Even I will slow down a bit. Next week and the week after I will make only one post per week on Monday the 22nd and the 29th. You have different things to do than read my wonderings and I do too.
But while we’re in the mood it is a good time to celebrate the past year and anticipate the coming one. In my time management courses I often recommend that at the end of each day we write down three things you have accomplished. Almost always there will be one or more items that are nowhere to be found on your plans, your daily schedule, or your task list. But they will be accomplishments nonetheless and therefore noteworthy. The lesson is twofold – your get more done than you think and you get more done than you plan for.
So, if you write down three things every day that you did, at the end of the year you will have a record of 1095 things or more that you accomplished. See, you are a capable person and you are making progress.
But, there are lessons also in looking backward.
- Make new mistakes – don’t repeat the old ones. If you’re like me, plenty of things went wrong or didn’t work out. The best advice I ever heard in a leadership conference was not by one of the scheduled speakers but within the invocation offered by a local clergyman who said, “Help us make new mistakes. We are tired of making the same mistakes over and over again. The coming 365 days hold opportunities to try new things, consider new possibilities, and launch new endeavors.
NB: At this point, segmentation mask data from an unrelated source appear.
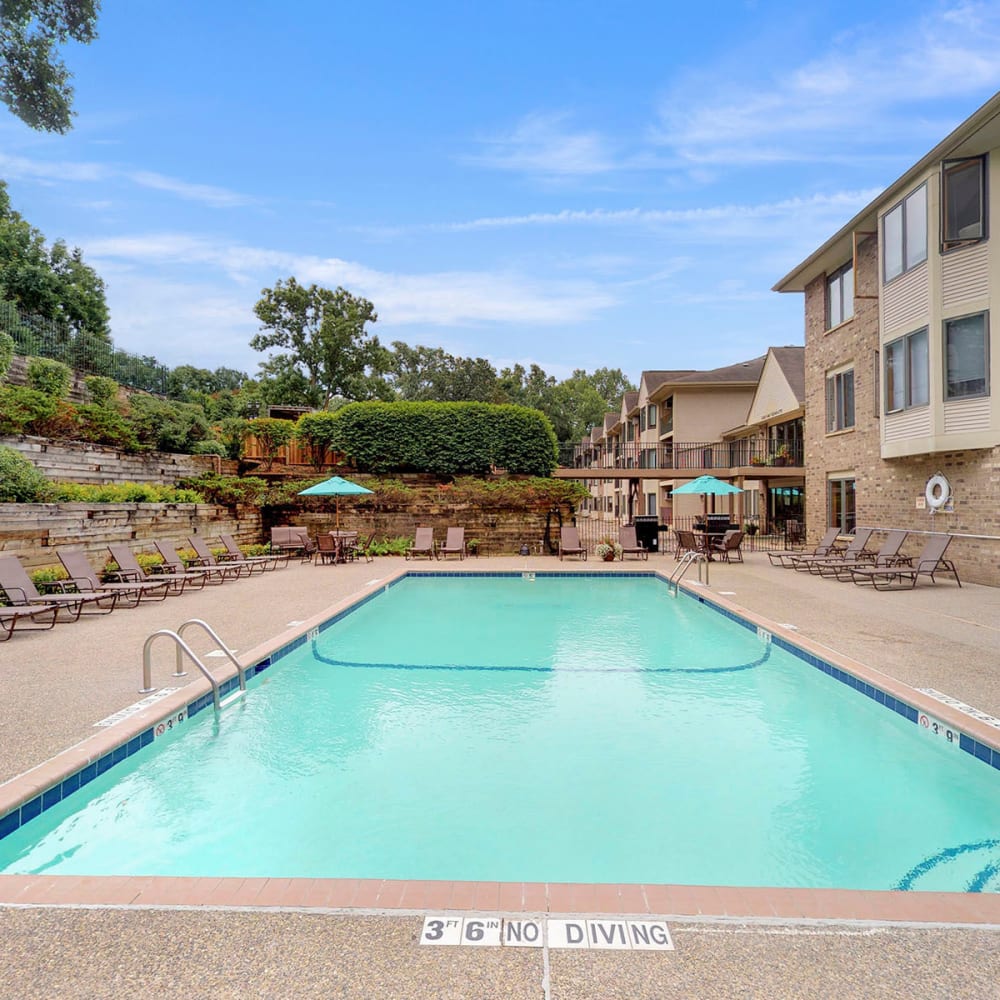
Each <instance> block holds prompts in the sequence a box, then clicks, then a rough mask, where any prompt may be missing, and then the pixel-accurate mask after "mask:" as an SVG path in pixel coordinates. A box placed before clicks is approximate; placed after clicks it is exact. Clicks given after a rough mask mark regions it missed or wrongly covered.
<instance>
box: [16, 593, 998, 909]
mask: <svg viewBox="0 0 1000 1000" xmlns="http://www.w3.org/2000/svg"><path fill="white" fill-rule="evenodd" d="M998 781H1000V774H998V772H997V771H995V770H994V769H992V768H990V767H987V766H985V765H983V764H982V763H980V762H978V761H976V760H974V759H972V758H971V757H970V756H969V755H968V754H966V753H963V752H961V751H958V750H955V749H954V748H952V747H950V746H948V745H947V744H945V743H944V742H943V741H935V740H932V739H929V738H927V737H925V736H922V734H921V733H920V732H919V731H918V727H917V726H915V725H914V724H913V723H912V722H908V721H907V720H906V719H904V718H902V717H900V716H899V715H898V714H896V713H894V712H892V711H889V710H887V709H886V708H885V707H884V706H882V705H879V704H877V703H876V702H874V701H872V700H870V699H868V698H865V697H862V696H861V695H859V694H858V693H857V692H855V691H853V690H851V689H849V688H848V687H847V686H846V685H844V684H842V683H840V682H838V681H837V680H835V679H833V678H831V677H829V676H827V675H825V674H823V673H821V672H820V671H819V670H817V669H815V668H814V667H812V666H810V665H808V664H807V663H805V662H803V661H802V660H801V659H799V658H798V657H796V656H794V655H792V654H791V653H789V652H787V651H785V650H782V649H780V648H778V647H777V646H776V645H772V644H769V643H766V642H764V641H763V640H762V639H760V638H759V637H758V636H757V634H756V633H755V632H754V631H751V630H748V629H746V628H743V627H741V626H740V625H738V624H736V623H735V622H733V621H731V620H729V619H728V618H726V617H724V616H722V615H720V614H719V613H717V612H716V611H714V610H712V609H711V608H709V607H706V606H704V605H702V604H700V603H698V602H697V601H695V600H692V599H690V598H686V597H684V596H683V595H682V596H681V597H680V598H679V599H673V598H670V597H669V596H668V593H667V588H666V586H665V585H664V584H663V583H662V582H660V581H657V580H655V579H652V578H642V577H633V578H624V579H622V578H614V577H591V578H585V579H581V578H578V577H568V578H566V577H545V576H539V577H538V578H537V579H535V580H534V581H528V580H524V579H522V578H520V577H513V578H509V577H508V578H496V577H473V578H459V577H443V578H430V579H420V578H407V579H405V580H403V581H402V582H401V583H399V584H398V585H396V586H394V587H392V588H390V589H389V590H388V591H387V592H385V593H380V594H379V595H378V596H377V597H375V598H374V599H373V600H371V601H369V602H368V603H367V604H365V605H363V606H362V607H360V608H358V609H357V610H355V611H354V612H353V613H351V614H349V615H347V616H345V617H344V618H343V619H342V620H340V621H338V622H337V623H335V624H334V625H332V626H331V627H329V628H328V629H326V630H324V631H323V632H322V633H321V634H320V635H319V636H318V638H316V639H315V640H314V641H313V642H311V643H307V644H306V645H305V646H303V647H300V648H299V649H297V650H295V651H293V652H291V653H289V654H288V655H287V656H285V657H282V658H281V660H280V661H279V662H278V663H277V664H276V665H275V666H274V667H272V668H271V669H270V670H268V671H266V672H265V673H264V674H262V675H261V676H260V678H258V679H257V680H256V681H255V682H253V683H252V685H251V692H250V695H249V697H248V698H247V699H246V701H245V702H244V703H242V704H241V705H239V706H234V707H231V708H229V709H227V710H226V711H225V712H224V714H223V716H222V719H221V722H220V723H218V724H216V722H215V720H214V719H213V717H212V714H211V713H210V712H202V713H201V714H199V715H198V716H196V717H194V718H193V719H192V720H190V721H189V722H188V723H185V724H184V725H183V726H180V727H178V729H177V730H176V731H175V732H174V733H171V734H170V735H168V736H167V737H165V738H163V739H160V740H157V741H156V743H155V744H154V745H151V746H149V747H146V748H145V749H143V750H141V751H139V752H138V753H136V754H135V755H134V756H132V757H130V758H129V759H128V760H127V761H125V762H124V763H123V764H120V765H119V766H117V767H115V768H113V769H112V770H111V771H109V772H108V773H106V774H104V775H101V776H100V777H98V778H96V779H95V780H94V781H93V782H91V783H90V784H89V785H87V786H86V788H85V789H83V790H82V791H81V792H80V793H78V794H77V795H74V796H71V797H70V798H69V799H67V800H66V801H63V802H61V803H59V804H58V805H56V806H54V807H53V808H51V809H49V810H48V811H46V812H45V813H43V814H42V815H41V816H40V817H38V818H37V819H35V820H32V821H31V822H30V823H27V824H26V825H25V826H23V827H22V828H21V829H20V830H18V831H16V832H15V833H13V834H11V835H10V836H8V837H6V838H5V839H4V840H2V841H0V868H2V870H4V871H8V872H49V873H77V874H143V875H148V874H166V875H202V876H300V877H357V878H420V879H476V880H500V881H522V880H523V881H549V882H557V881H569V882H645V883H688V884H709V885H711V884H721V885H776V886H815V887H841V888H859V889H889V888H896V887H904V888H915V889H948V890H969V889H973V890H986V891H992V890H996V889H997V888H998V886H1000V876H998V874H997V873H998V871H1000V846H998V845H1000V784H998ZM77 800H79V801H77Z"/></svg>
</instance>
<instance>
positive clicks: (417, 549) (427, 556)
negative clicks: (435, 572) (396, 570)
mask: <svg viewBox="0 0 1000 1000" xmlns="http://www.w3.org/2000/svg"><path fill="white" fill-rule="evenodd" d="M403 555H404V556H405V557H406V558H407V559H416V557H417V556H427V558H428V559H436V558H437V557H436V556H435V554H434V529H433V528H417V530H416V533H415V534H414V536H413V541H411V542H410V547H409V548H408V549H407V550H406V551H405V552H404V553H403Z"/></svg>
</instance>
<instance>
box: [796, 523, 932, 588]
mask: <svg viewBox="0 0 1000 1000" xmlns="http://www.w3.org/2000/svg"><path fill="white" fill-rule="evenodd" d="M906 535H907V532H905V531H890V532H889V533H888V534H887V535H886V536H885V541H884V542H883V543H882V545H881V547H880V548H879V550H878V552H876V553H874V555H873V554H872V553H870V552H862V553H861V555H860V557H859V558H857V559H831V560H830V561H829V562H816V563H813V565H812V566H810V567H809V571H810V572H812V571H813V569H816V570H817V571H818V572H819V575H820V576H827V577H830V576H835V577H836V578H837V579H838V580H852V579H854V578H853V576H852V575H851V570H853V569H858V568H860V567H863V566H870V567H873V568H875V569H885V568H886V567H887V566H896V565H899V566H909V565H910V563H911V562H912V561H913V560H912V559H910V558H909V556H901V555H900V554H899V550H900V549H901V548H902V547H903V542H905V541H906Z"/></svg>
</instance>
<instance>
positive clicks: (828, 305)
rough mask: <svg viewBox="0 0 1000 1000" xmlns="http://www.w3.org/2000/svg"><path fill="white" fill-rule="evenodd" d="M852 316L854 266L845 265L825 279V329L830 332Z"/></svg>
mask: <svg viewBox="0 0 1000 1000" xmlns="http://www.w3.org/2000/svg"><path fill="white" fill-rule="evenodd" d="M853 315H854V265H853V264H845V265H844V266H843V267H842V268H840V270H839V271H836V272H834V273H833V274H832V275H831V276H830V277H829V278H827V279H826V328H827V329H828V330H832V329H833V328H834V327H835V326H839V325H840V324H841V323H843V322H844V321H845V320H848V319H850V318H851V317H852V316H853Z"/></svg>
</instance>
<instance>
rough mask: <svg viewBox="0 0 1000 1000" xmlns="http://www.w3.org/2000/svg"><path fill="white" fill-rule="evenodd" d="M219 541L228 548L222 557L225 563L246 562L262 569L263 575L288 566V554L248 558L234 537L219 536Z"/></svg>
mask: <svg viewBox="0 0 1000 1000" xmlns="http://www.w3.org/2000/svg"><path fill="white" fill-rule="evenodd" d="M219 541H220V542H222V544H223V545H225V547H226V552H225V555H223V556H221V559H222V560H223V561H224V562H245V563H248V564H249V565H250V566H252V567H254V568H256V569H260V571H261V572H262V573H263V572H264V571H265V570H269V569H277V568H278V567H279V566H287V565H288V553H287V552H281V551H278V552H272V553H271V554H270V555H268V556H247V555H244V554H243V550H242V549H241V548H240V547H239V545H238V544H237V542H236V539H235V538H233V536H232V535H219Z"/></svg>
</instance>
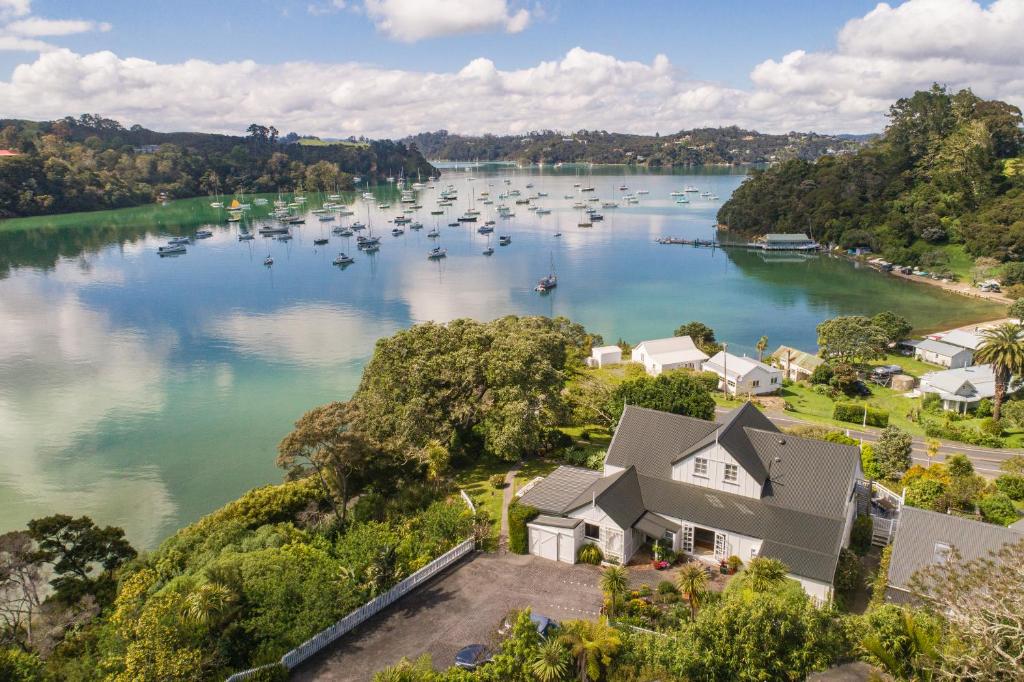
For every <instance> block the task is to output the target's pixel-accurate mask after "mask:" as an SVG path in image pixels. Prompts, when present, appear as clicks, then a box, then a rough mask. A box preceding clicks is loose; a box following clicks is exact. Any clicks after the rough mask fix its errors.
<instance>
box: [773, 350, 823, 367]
mask: <svg viewBox="0 0 1024 682" xmlns="http://www.w3.org/2000/svg"><path fill="white" fill-rule="evenodd" d="M786 352H788V353H790V363H791V364H792V365H796V366H797V367H800V368H803V369H805V370H814V369H815V368H817V367H818V366H820V365H821V364H822V363H824V359H823V358H821V357H818V356H817V355H812V354H811V353H807V352H804V351H803V350H798V349H797V348H791V347H790V346H779V347H778V348H777V349H776V350H775V352H773V353H772V354H771V356H772V357H774V358H775V359H777V360H778V361H779V363H781V368H782V369H783V370H784V369H785V358H786Z"/></svg>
- In reality, January 1st is no different from February 3rd. It’s nothing more than a date to which we have fixed significance. But it points to the human need to erect landmarks, to set up checkpoints, to measure and grade progress or the lack of it. We just feel better at marking the passage of time and recording the events time allowed us to experience. January first is usually a day to make resolutions and start anew. But any day works the same as any other day. Each day is the beginning of a new year and therefore a new life.
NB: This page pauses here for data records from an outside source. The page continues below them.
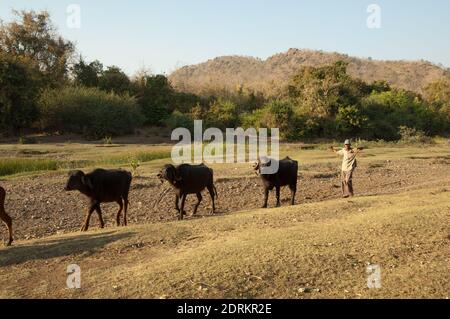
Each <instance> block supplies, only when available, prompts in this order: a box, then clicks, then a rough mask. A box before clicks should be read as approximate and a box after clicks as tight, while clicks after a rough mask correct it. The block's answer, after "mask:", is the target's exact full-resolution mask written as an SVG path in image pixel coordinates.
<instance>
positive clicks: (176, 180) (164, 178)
mask: <svg viewBox="0 0 450 319" xmlns="http://www.w3.org/2000/svg"><path fill="white" fill-rule="evenodd" d="M157 177H158V178H159V180H160V181H161V183H163V182H164V180H166V181H168V182H169V183H170V184H173V185H174V184H176V182H179V181H181V177H180V176H179V175H178V172H177V169H176V168H175V166H173V165H172V164H167V165H164V167H163V168H162V169H161V171H160V172H159V173H158V175H157Z"/></svg>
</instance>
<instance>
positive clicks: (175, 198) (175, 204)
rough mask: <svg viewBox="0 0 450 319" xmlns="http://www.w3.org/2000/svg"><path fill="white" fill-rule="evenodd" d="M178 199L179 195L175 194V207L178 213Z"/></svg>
mask: <svg viewBox="0 0 450 319" xmlns="http://www.w3.org/2000/svg"><path fill="white" fill-rule="evenodd" d="M179 201H180V196H178V195H175V209H176V210H177V212H178V213H180V207H179V206H178V204H179Z"/></svg>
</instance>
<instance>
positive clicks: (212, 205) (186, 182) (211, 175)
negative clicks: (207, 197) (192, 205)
mask: <svg viewBox="0 0 450 319" xmlns="http://www.w3.org/2000/svg"><path fill="white" fill-rule="evenodd" d="M157 176H158V178H159V179H160V180H161V181H164V180H167V181H168V182H169V183H170V185H171V186H172V187H173V189H174V190H175V195H176V197H175V208H176V210H177V212H178V214H179V215H178V219H179V220H181V219H183V215H185V214H186V213H185V211H184V203H185V201H186V196H187V195H188V194H196V195H197V199H198V202H197V204H196V205H195V207H194V212H193V215H195V214H196V213H197V208H198V206H199V205H200V202H201V201H202V194H201V191H202V190H204V189H205V188H207V189H208V192H209V195H210V196H211V200H212V210H211V214H214V212H215V209H216V207H215V203H214V199H215V197H217V190H216V187H215V186H214V180H213V177H214V174H213V170H212V169H210V168H209V167H207V166H206V165H204V164H200V165H190V164H181V165H179V166H177V167H175V166H173V165H172V164H167V165H165V166H164V167H163V169H162V170H161V171H160V172H159V174H158V175H157ZM180 200H181V205H179V202H180Z"/></svg>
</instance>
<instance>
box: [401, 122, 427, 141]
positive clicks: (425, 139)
mask: <svg viewBox="0 0 450 319" xmlns="http://www.w3.org/2000/svg"><path fill="white" fill-rule="evenodd" d="M398 133H399V135H400V136H401V137H400V140H399V143H401V144H416V143H426V144H430V143H432V142H433V139H432V138H431V137H429V136H426V135H425V133H424V132H422V131H419V130H416V129H415V128H411V127H407V126H400V127H399V130H398Z"/></svg>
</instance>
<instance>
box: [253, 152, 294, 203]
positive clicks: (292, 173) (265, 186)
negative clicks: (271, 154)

- There is no future in the past. What was, is now gone. What is to come, is where we can excel. Lists of accomplishments give record of what we got done. Let a new year also mark what you can let go of. Carrying a grudge with you into the New Year only weighs us down. It’s time to leave the past behind. If you can…and if you will…the future is brighter and better than ever.
Let me close today’s post with a quote from one of the great innovators and inventors of theTwentieth Century, Walt Disney: “Around here, however, we don’t look backwards for very long. We keep moving forward, opening up new doors and doing new things, because we’re curious…and curiosity keeps leading us down new paths.”